Шок и трепет 1978 (СИ) - Арх Максим
С другой стороны, возможно, я и не прав. Все же помнят песни, с которыми делались революции. Например, во Франции это «Марсельеза». А у нас это «Смело, товарищи, в ногу». «Интернационал» опять же. Так что, справедливости ради, стоит признать, что песни влияют на сознание масс очень сильно, и этого я не учёл. И горе мне, а заодно и всем тем, кто в меня верил.

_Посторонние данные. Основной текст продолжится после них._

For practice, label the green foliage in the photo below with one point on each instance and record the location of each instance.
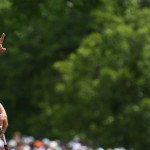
(77, 67)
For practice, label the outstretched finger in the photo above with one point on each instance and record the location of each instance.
(2, 38)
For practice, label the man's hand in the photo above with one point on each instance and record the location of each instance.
(3, 118)
(2, 50)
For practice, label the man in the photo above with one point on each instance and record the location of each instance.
(3, 115)
(2, 50)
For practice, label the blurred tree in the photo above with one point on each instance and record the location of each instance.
(77, 67)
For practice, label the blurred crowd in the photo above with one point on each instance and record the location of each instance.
(19, 142)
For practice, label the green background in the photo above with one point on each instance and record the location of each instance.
(77, 67)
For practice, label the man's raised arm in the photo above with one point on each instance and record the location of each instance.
(2, 50)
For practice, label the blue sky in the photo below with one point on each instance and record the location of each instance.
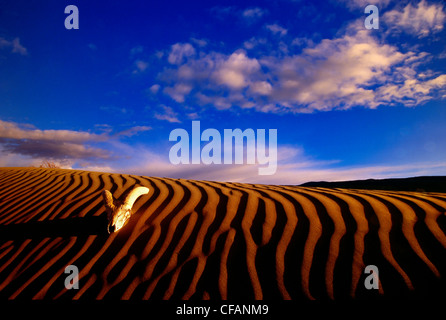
(347, 102)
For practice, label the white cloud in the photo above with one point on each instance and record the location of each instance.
(276, 29)
(361, 4)
(420, 20)
(14, 45)
(141, 66)
(178, 92)
(167, 114)
(294, 168)
(353, 69)
(22, 144)
(179, 52)
(253, 13)
(235, 71)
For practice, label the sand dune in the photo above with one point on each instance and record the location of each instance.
(207, 240)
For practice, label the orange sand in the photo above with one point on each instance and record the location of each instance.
(208, 240)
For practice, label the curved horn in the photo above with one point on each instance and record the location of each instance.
(108, 200)
(134, 194)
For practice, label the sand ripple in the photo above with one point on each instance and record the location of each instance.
(208, 240)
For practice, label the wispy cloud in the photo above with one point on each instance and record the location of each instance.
(168, 114)
(420, 20)
(277, 29)
(26, 144)
(14, 45)
(353, 69)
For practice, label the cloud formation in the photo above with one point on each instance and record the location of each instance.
(419, 20)
(20, 143)
(354, 69)
(14, 45)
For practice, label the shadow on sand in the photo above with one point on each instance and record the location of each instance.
(68, 227)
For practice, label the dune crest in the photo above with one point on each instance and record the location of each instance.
(191, 239)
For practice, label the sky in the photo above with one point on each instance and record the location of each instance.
(348, 102)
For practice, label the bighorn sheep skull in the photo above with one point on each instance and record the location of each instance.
(119, 212)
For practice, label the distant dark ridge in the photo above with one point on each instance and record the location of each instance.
(423, 184)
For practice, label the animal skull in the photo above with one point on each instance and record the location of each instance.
(118, 213)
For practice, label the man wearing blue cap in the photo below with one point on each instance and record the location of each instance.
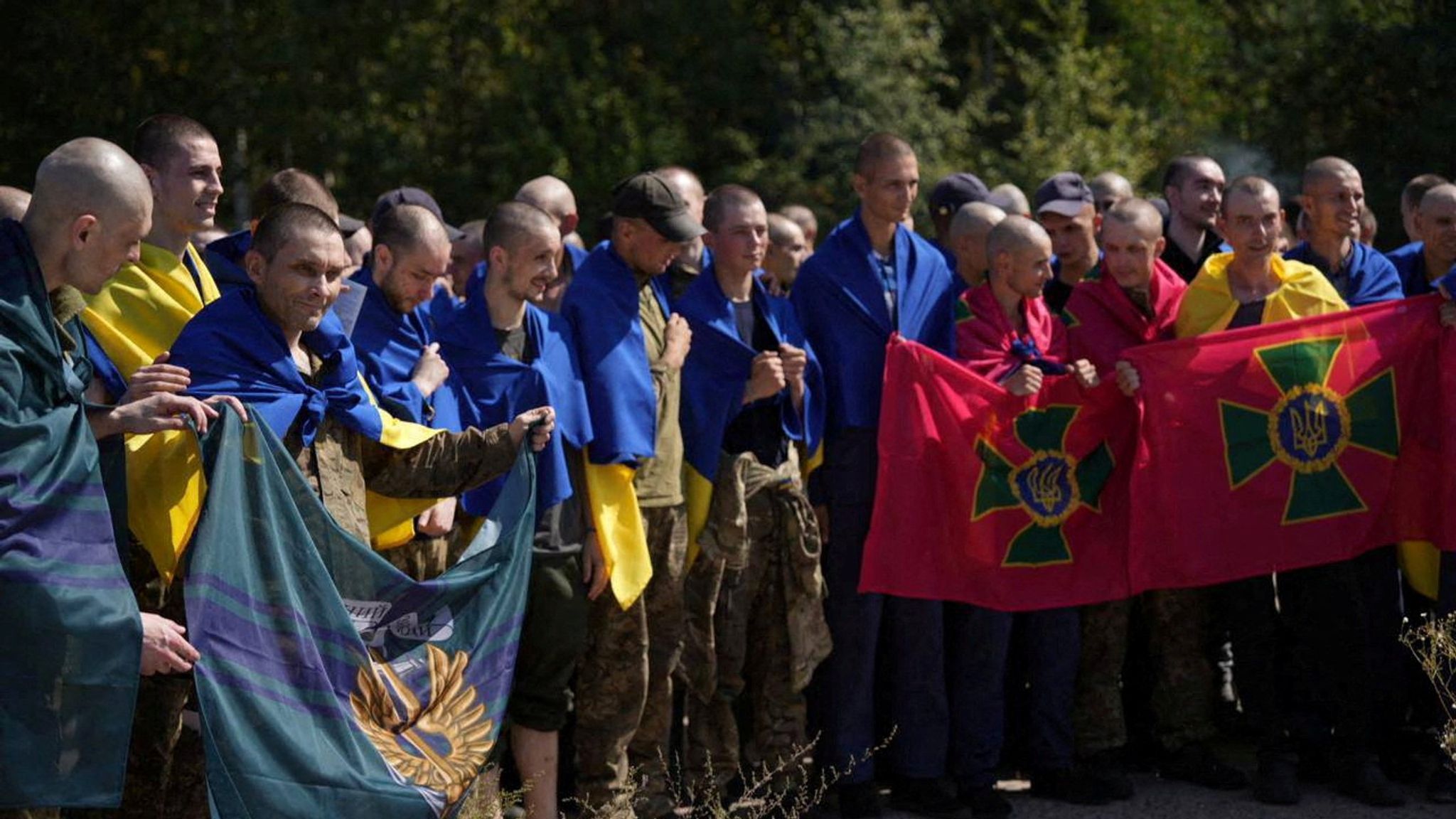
(1068, 212)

Какой ужас…'
И опять же — ну кто мог знать, что влияние будет столь огромно⁈
Никто! Даже я — человек из другого времени, который уже однажды прожил подобную жизнь.
Но это ровным счётом ничего не меняет, как и не снимает с меня вины. Я устроил вакханалию в том времени, запустил необратимые процессы, которые повлекли за собой не только гибель страны, но и гибель миллионов человек и нет мне прощения.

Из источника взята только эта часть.